The piece is called "A Short History Of America," and it's worth looking around online for a larger-format version -- the level of detail in each panel is extraordinary.

As far as Crumb's views on his childhood world are concerned, when he talks about "the real world," he doesn't mean the dog-eat-dog capitalist world -- which he completely rejects -- so much as he means the *real* world, the dirt and the rocks and the water. Like a lot of kids of his generation, he grew up in a manicured, pasteurized-process postwar suburb where nature was viewed as something to be subdued and shaped to man's will, not something that actually *produced* man in the first place. He believes that kids growing up in that kind of wholly artificial environment end up badly damaged on many levels -- and judging from his own experience, he has a point. I thank God every day of my life that I've never had to live in a place like that.

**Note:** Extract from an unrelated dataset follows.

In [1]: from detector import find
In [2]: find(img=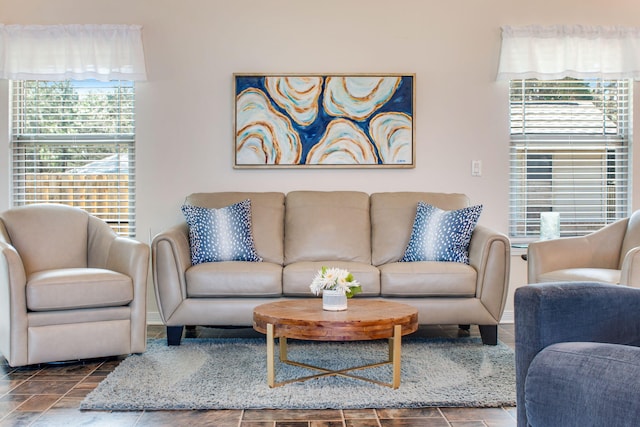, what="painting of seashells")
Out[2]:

I trust that you've seen Terry Zwigoff's 1995 film Crumb? The message that you get is that he grew up in a very dysfunctional family. Scary as it may seem, compared to his mother and his brothers Charles and Maxon, he's clearly the normal one. The other highlight of interest in that film is when then pre-teen daughter Sophie remarks regarding the décor and collectibles in the home, "Everything always has to be old." The film shows how Crumb and his wife Aline Kaminsky, growing ever disillusioned with America, end up moving to France.

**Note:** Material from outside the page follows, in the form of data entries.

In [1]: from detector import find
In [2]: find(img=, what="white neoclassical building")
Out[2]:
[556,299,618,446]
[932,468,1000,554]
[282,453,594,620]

I've been a Crumb fan since the late 1960's. Even when he was in his full blown acid induced stage (late 60's and earl 70's) there was always that longing for the styles of the past. The most extreme of his cartoons in both the perverted sexual (Mr. Natural and the Big Baby, Mr. Snoid, The Simp & the Gimp, e.g.) and racist (Angelfood McSpade, Salty Dog Sam) realms have a noticeable element of cuteness reminiscent of the early animated cartoons- even if the subject matter wallows in thumbing its nose at taboos. As he settled down, the longing for those lost times of cultural innocence are presented in an ever more sophisticated manner.